A few personal lessons learned from developing LLM applications

Source DALL·E 3 prompted with “Operationalizing LLMs, watercolor”

It’s been fun posting articles exploring new Large Language Model (LLM) techniques and libraries as they emerge, but most of the time has been spent behind the scenes working on the operationalization of LLM solutions. Many organizations are working on this right now, so I thought I’d share a few quick thoughts about my journey so far.

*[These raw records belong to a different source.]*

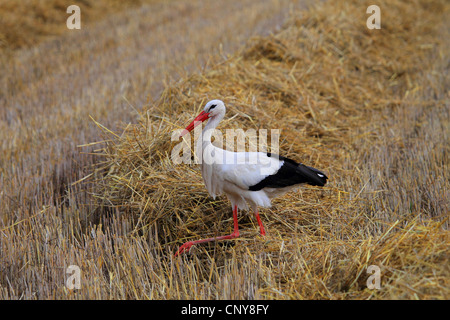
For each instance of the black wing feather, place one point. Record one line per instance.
(291, 173)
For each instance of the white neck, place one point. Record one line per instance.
(209, 128)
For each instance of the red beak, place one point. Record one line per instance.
(198, 120)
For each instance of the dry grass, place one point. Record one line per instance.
(29, 22)
(370, 108)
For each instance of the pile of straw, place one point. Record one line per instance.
(330, 84)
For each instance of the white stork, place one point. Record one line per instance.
(253, 177)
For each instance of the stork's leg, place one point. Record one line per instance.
(261, 226)
(186, 246)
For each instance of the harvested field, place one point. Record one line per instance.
(368, 107)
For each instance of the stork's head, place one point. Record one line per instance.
(213, 109)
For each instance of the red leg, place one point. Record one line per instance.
(261, 227)
(187, 246)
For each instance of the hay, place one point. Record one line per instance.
(328, 82)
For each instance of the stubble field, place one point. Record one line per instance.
(86, 177)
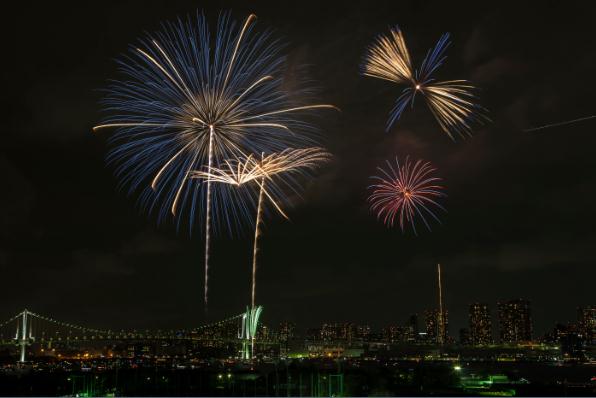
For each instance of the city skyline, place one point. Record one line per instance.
(75, 246)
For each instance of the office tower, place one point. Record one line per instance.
(480, 331)
(433, 326)
(586, 319)
(515, 321)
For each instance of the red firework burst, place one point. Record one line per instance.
(405, 192)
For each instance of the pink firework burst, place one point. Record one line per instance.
(405, 192)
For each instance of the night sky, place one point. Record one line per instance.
(520, 219)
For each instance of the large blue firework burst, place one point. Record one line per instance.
(185, 96)
(188, 101)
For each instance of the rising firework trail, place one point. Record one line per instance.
(271, 174)
(452, 102)
(188, 101)
(565, 123)
(405, 191)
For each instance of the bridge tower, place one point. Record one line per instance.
(250, 323)
(24, 334)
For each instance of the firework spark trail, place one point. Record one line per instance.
(255, 248)
(546, 126)
(405, 191)
(188, 100)
(241, 172)
(208, 219)
(451, 102)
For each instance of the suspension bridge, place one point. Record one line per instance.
(28, 328)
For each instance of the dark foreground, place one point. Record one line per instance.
(299, 377)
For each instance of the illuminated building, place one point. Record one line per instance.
(480, 331)
(586, 319)
(286, 331)
(396, 334)
(437, 331)
(515, 321)
(464, 336)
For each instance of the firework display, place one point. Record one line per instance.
(188, 100)
(404, 192)
(270, 173)
(452, 102)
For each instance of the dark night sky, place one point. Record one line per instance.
(521, 215)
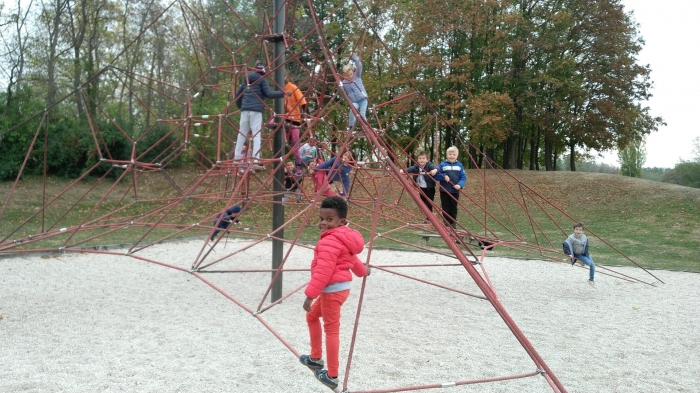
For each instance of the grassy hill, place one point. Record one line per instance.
(654, 224)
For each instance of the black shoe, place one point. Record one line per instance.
(322, 375)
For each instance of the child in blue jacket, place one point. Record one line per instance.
(452, 179)
(424, 171)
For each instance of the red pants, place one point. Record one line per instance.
(327, 306)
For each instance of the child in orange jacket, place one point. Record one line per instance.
(335, 256)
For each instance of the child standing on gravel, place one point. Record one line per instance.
(576, 247)
(335, 256)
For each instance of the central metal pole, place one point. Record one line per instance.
(279, 150)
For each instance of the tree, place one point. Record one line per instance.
(632, 158)
(696, 150)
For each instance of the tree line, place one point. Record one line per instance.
(524, 82)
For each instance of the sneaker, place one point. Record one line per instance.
(310, 363)
(322, 375)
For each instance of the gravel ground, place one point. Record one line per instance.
(110, 323)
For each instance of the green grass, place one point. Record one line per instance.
(656, 225)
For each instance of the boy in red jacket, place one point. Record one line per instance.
(335, 256)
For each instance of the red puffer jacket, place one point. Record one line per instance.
(335, 256)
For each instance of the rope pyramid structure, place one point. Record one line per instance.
(149, 198)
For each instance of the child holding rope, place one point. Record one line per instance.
(335, 256)
(452, 179)
(424, 172)
(576, 247)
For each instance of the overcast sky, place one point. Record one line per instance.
(671, 31)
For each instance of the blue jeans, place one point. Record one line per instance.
(588, 261)
(361, 107)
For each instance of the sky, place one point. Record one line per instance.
(671, 31)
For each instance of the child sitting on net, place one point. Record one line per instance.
(424, 172)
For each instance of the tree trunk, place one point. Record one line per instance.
(572, 156)
(549, 154)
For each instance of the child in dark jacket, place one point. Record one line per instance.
(335, 256)
(230, 215)
(576, 247)
(424, 180)
(338, 169)
(452, 179)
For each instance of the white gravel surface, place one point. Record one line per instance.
(111, 323)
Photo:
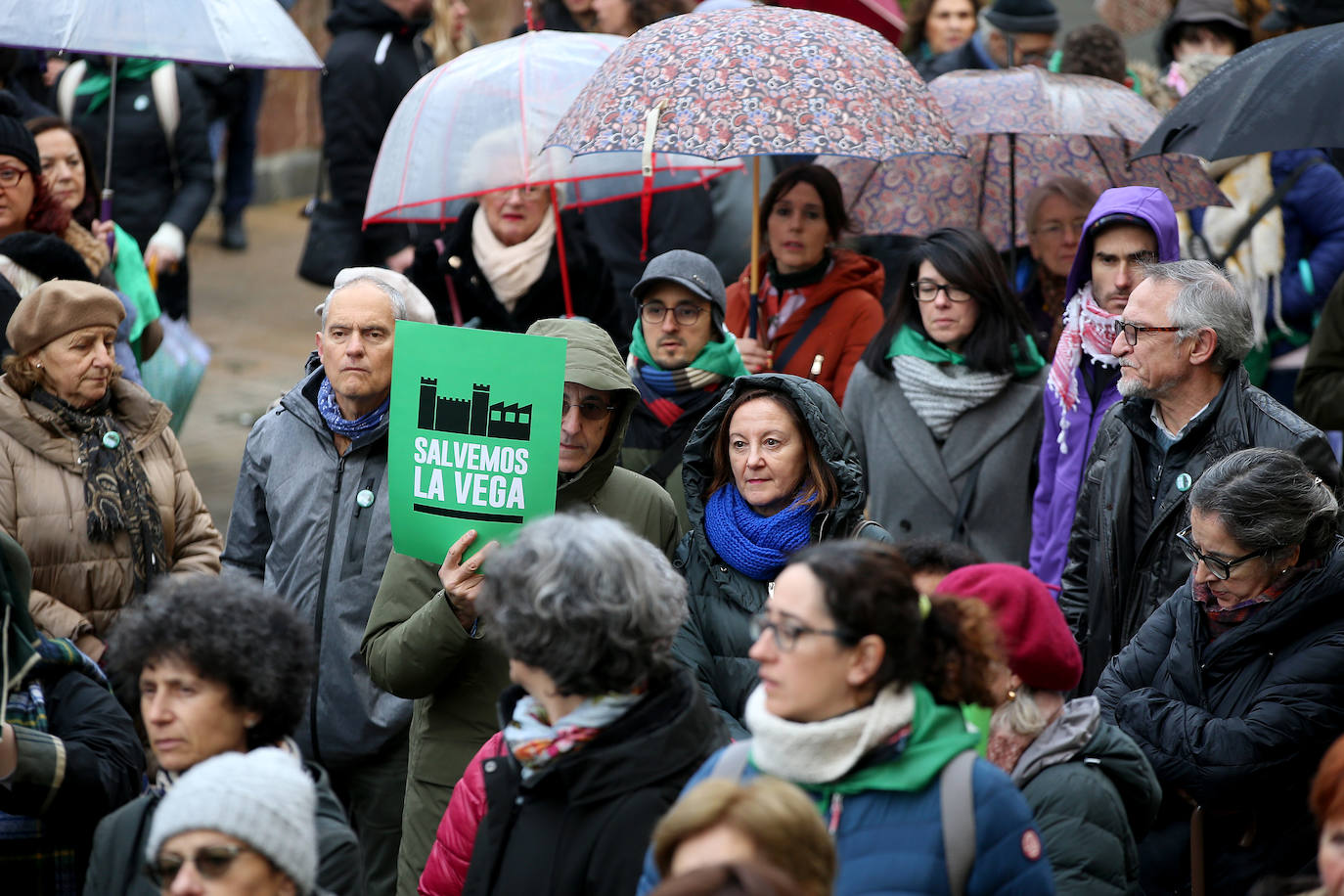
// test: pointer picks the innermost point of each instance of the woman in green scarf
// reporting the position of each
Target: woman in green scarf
(945, 406)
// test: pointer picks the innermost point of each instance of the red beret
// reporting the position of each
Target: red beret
(1041, 648)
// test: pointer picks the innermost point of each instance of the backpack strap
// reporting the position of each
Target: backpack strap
(957, 801)
(801, 336)
(733, 762)
(162, 85)
(67, 87)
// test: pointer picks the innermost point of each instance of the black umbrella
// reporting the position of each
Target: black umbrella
(1279, 94)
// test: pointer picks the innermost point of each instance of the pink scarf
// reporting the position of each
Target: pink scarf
(1086, 330)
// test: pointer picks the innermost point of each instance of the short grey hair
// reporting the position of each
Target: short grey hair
(394, 295)
(1266, 499)
(1207, 299)
(586, 601)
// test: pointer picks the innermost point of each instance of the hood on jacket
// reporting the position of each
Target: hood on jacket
(1078, 734)
(1145, 203)
(592, 360)
(1200, 13)
(827, 426)
(376, 15)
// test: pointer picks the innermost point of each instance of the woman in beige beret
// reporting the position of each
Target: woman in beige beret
(93, 482)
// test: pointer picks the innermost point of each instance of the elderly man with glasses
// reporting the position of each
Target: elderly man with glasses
(680, 359)
(1187, 402)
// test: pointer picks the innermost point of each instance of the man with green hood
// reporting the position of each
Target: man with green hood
(424, 641)
(680, 360)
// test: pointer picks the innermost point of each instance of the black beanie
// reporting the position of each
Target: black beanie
(1024, 17)
(15, 139)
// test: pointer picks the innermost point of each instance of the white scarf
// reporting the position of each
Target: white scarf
(940, 394)
(511, 270)
(818, 752)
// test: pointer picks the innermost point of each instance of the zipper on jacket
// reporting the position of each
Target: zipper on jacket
(322, 607)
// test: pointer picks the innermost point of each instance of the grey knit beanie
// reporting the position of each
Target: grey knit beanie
(263, 798)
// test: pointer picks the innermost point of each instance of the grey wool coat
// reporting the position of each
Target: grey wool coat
(916, 484)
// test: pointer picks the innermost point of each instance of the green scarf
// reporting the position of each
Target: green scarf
(97, 83)
(715, 357)
(915, 344)
(937, 735)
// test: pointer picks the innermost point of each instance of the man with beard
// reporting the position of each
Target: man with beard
(1187, 403)
(1127, 229)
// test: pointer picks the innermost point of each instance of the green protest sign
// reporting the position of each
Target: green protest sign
(474, 434)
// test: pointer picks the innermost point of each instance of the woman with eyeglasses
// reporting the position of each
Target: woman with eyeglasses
(861, 679)
(818, 304)
(945, 407)
(769, 470)
(1234, 687)
(218, 666)
(237, 825)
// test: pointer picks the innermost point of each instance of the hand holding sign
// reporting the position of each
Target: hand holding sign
(461, 580)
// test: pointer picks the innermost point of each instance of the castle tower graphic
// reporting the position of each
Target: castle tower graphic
(474, 416)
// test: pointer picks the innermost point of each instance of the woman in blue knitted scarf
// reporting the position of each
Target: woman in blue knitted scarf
(769, 470)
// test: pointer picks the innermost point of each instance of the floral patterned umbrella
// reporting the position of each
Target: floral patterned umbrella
(755, 82)
(1024, 126)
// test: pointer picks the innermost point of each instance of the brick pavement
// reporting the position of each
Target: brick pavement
(257, 317)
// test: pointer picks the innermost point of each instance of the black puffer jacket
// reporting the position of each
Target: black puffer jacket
(582, 825)
(714, 640)
(590, 284)
(1113, 582)
(376, 58)
(1238, 724)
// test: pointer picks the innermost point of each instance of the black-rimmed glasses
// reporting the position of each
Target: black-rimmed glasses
(1218, 567)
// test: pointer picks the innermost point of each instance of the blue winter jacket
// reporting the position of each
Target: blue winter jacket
(1062, 465)
(890, 842)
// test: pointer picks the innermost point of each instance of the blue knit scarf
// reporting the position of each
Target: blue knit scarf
(753, 544)
(338, 425)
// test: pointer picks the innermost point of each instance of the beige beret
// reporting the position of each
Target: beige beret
(57, 308)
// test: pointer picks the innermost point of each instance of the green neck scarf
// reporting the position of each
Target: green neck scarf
(715, 357)
(97, 83)
(915, 344)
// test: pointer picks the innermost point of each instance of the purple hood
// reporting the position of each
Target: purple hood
(1146, 203)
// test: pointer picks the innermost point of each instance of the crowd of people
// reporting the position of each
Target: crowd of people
(916, 574)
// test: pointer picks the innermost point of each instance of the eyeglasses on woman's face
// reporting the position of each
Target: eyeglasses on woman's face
(1218, 567)
(786, 632)
(1132, 331)
(211, 863)
(926, 291)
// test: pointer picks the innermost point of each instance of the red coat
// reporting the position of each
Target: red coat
(854, 288)
(449, 857)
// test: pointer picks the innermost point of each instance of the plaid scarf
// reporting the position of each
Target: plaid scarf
(117, 490)
(1089, 330)
(31, 852)
(669, 394)
(1222, 619)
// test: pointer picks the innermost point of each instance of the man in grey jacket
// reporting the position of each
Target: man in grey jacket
(311, 520)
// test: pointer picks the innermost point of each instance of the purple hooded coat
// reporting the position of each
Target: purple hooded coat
(1062, 471)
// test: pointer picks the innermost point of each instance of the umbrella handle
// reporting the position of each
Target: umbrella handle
(105, 214)
(753, 309)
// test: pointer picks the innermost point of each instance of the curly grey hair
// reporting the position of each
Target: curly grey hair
(586, 601)
(1207, 299)
(232, 630)
(1268, 499)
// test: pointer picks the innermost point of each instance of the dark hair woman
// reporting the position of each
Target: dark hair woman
(1234, 687)
(819, 305)
(97, 489)
(71, 177)
(859, 681)
(768, 470)
(945, 409)
(215, 665)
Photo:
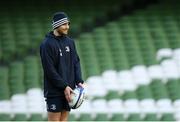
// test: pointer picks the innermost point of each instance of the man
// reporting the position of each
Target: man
(61, 66)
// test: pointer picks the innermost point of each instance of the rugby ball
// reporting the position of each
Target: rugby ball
(77, 97)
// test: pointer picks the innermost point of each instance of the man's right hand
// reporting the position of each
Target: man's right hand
(67, 92)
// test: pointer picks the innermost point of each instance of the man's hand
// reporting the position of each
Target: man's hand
(67, 93)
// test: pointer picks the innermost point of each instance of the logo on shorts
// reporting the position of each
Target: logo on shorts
(53, 107)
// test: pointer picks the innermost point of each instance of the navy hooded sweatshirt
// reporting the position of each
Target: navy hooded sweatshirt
(60, 63)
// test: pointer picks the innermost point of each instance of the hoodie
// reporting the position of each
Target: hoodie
(61, 64)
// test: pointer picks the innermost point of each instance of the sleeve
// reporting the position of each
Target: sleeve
(48, 63)
(77, 67)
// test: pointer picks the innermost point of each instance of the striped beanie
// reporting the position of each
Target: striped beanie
(59, 19)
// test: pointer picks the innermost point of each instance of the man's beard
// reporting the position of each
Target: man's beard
(61, 32)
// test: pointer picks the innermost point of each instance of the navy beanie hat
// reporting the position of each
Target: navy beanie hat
(59, 19)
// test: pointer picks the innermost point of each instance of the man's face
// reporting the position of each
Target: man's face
(63, 29)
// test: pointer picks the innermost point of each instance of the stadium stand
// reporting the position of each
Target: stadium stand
(131, 64)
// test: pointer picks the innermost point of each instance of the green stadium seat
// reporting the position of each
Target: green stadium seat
(20, 117)
(151, 117)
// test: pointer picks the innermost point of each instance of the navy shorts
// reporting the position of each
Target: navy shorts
(57, 104)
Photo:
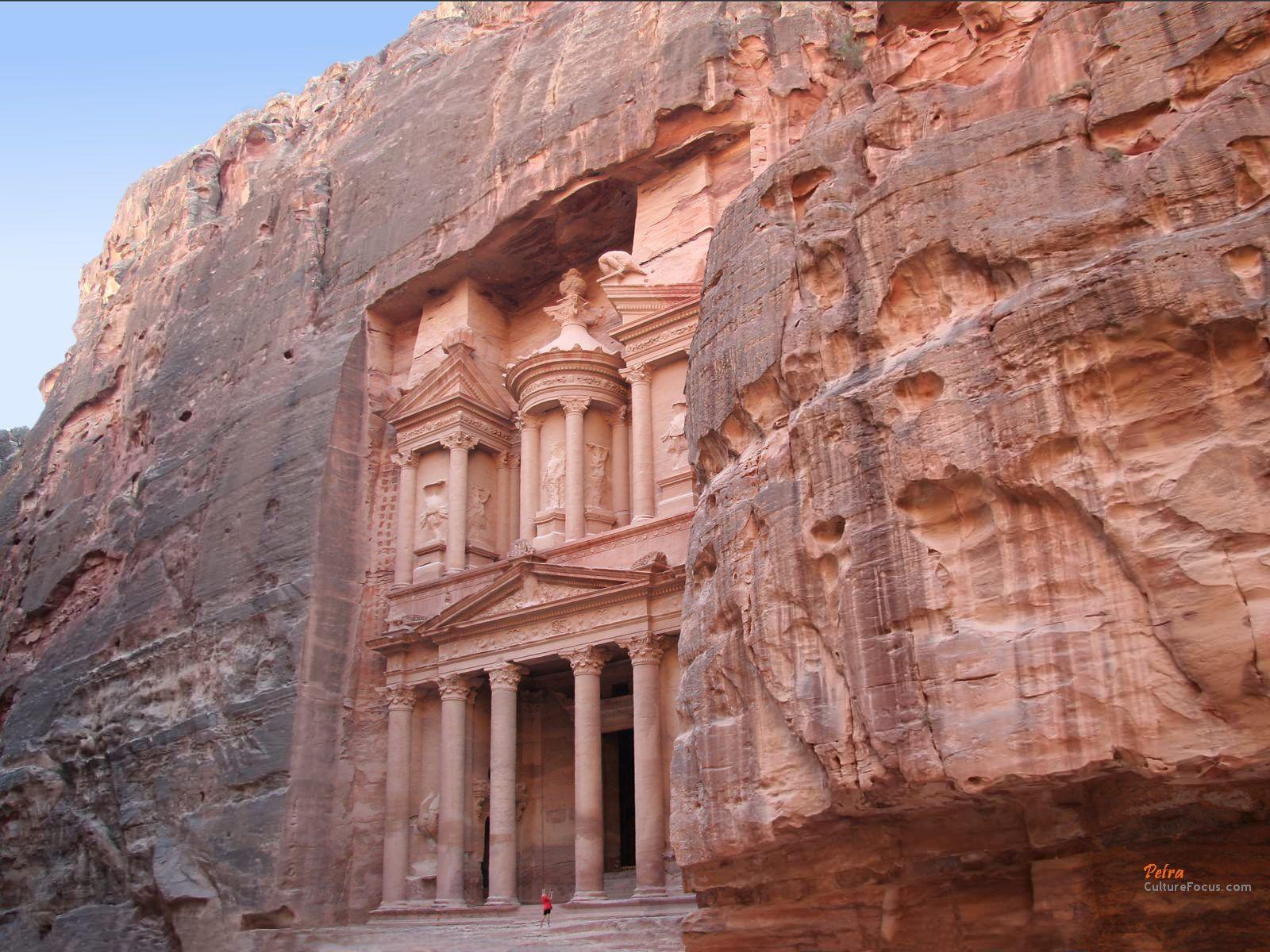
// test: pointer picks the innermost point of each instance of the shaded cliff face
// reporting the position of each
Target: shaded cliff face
(978, 619)
(190, 739)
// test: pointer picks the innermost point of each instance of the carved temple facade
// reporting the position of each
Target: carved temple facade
(541, 517)
(533, 508)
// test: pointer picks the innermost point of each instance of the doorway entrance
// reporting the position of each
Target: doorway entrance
(619, 757)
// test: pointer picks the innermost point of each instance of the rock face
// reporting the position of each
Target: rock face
(978, 619)
(10, 442)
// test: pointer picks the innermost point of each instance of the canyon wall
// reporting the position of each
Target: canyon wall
(978, 616)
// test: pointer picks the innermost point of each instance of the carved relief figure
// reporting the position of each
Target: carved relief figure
(675, 440)
(478, 514)
(552, 482)
(597, 475)
(432, 520)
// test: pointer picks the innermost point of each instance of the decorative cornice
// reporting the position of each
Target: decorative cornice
(506, 676)
(645, 649)
(400, 697)
(586, 660)
(459, 441)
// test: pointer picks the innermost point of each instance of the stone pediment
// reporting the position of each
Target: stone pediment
(529, 587)
(457, 378)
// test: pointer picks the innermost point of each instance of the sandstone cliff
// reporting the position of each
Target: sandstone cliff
(979, 609)
(192, 744)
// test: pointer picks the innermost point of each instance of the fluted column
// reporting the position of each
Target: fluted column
(397, 793)
(575, 467)
(641, 442)
(505, 530)
(531, 471)
(403, 566)
(645, 653)
(588, 793)
(514, 499)
(622, 466)
(503, 679)
(454, 689)
(456, 492)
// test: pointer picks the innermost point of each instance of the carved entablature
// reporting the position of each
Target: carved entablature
(658, 321)
(545, 380)
(457, 397)
(537, 609)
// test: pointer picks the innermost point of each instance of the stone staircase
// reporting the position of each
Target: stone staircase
(518, 933)
(622, 926)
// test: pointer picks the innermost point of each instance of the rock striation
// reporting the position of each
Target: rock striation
(977, 616)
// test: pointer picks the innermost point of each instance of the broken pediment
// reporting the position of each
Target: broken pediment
(457, 380)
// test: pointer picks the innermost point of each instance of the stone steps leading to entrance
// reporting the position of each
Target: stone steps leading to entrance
(572, 931)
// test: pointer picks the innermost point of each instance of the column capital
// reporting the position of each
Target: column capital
(459, 441)
(454, 687)
(586, 660)
(506, 676)
(645, 649)
(637, 374)
(400, 697)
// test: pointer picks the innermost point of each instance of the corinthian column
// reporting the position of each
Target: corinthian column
(575, 467)
(645, 653)
(531, 478)
(503, 679)
(456, 493)
(454, 689)
(503, 536)
(641, 441)
(588, 795)
(622, 467)
(403, 566)
(397, 793)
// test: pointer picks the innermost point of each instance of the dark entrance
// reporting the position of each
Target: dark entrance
(620, 799)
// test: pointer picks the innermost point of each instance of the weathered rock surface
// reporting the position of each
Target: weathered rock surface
(10, 442)
(978, 620)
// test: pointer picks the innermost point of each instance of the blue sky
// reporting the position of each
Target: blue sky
(97, 94)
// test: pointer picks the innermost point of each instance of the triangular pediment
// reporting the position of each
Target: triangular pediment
(457, 376)
(531, 585)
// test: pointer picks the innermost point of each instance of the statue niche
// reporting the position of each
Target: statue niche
(432, 520)
(597, 476)
(552, 482)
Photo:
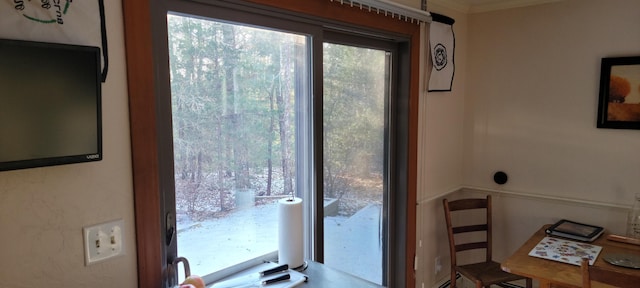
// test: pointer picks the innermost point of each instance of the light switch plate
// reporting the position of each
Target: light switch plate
(103, 241)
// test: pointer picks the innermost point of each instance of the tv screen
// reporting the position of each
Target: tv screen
(50, 104)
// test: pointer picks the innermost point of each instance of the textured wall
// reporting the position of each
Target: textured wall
(43, 210)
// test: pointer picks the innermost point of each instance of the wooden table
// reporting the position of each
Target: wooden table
(551, 273)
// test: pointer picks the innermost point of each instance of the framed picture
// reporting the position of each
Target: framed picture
(619, 101)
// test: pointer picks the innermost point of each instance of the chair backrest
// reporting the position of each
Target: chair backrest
(473, 226)
(615, 278)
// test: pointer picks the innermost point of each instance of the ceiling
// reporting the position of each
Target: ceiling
(477, 6)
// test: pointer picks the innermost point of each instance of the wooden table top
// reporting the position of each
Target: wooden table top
(557, 274)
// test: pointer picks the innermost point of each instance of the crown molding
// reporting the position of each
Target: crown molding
(464, 6)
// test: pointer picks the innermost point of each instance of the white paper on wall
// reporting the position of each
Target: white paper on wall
(56, 21)
(442, 48)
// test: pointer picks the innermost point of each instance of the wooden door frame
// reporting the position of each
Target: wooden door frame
(142, 105)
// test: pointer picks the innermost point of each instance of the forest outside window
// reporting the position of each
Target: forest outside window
(264, 109)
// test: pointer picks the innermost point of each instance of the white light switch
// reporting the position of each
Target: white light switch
(103, 241)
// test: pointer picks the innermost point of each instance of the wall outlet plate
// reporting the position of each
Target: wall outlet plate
(103, 241)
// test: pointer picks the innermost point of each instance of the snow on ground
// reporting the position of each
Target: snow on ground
(352, 244)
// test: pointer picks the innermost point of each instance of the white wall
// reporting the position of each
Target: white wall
(530, 104)
(440, 158)
(43, 210)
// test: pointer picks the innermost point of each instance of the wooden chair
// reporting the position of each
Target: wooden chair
(483, 274)
(611, 277)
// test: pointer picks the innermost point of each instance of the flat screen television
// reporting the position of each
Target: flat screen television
(50, 104)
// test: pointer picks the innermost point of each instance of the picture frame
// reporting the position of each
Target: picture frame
(619, 95)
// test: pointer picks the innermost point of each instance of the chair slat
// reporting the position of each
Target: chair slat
(470, 228)
(471, 246)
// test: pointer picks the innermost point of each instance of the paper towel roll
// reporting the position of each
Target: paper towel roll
(290, 232)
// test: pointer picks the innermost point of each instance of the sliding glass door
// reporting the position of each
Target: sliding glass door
(263, 108)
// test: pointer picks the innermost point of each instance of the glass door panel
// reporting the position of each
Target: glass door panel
(355, 90)
(234, 94)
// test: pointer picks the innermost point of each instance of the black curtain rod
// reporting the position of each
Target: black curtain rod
(442, 19)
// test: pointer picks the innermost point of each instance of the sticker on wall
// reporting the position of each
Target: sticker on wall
(56, 21)
(442, 48)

It’s beguiling easy to throw up a quick demo to showcase some of the amazing capabilities of LLMs, but anybody who is tasked with putting them in front of users with the hope of having a discernable impact soon realizes there’s a lot of work required to tame them. Below are some of the key areas that most organizations might need to consider.

Some of the key areas that should be considered before launching applications that use Large Language Models (LLMs).

The list isn’t exhaustive (see also Kadour et al 2023), and which of the above applies to your application will of course vary, but even solving for safety, performance, and cost can be a daunting prospect.

So what can we do about it?

There is much concern about the safe use of LLMs, and quite right too. Trained on human output they suffer from many of the less favorable aspects of the human condition, and being so convincing in their responses raises new issues around safety. However, the risk profile is not the same for all cases, some applications are much safer than others. Asking an LLM to provide answers directly from its training data offers more potential for hallucination and bias than a low-level technical use of an LLM to predict metadata. This is an obvious distinction, but worthwhile considering for anybody about to build LLM solutions— starting with low-risk applications is an obvious first step and reduces the amount of work required for launch.

How LLMs are used influences how risky it is to use them

We live in incredibly exciting times with so many rapid advances in AI coming out each week, but it sure makes building a roadmap difficult! Several times in the last year a new vendor feature, open-source model, or Python package has been released which has changed the landscape significantly. Figuring out which techniques, frameworks, and models to use such that LLM applications maintain value over time is challenging. No point in building something fabulous only to have its capabilities natively supported for free or very low cost in the next 6 months.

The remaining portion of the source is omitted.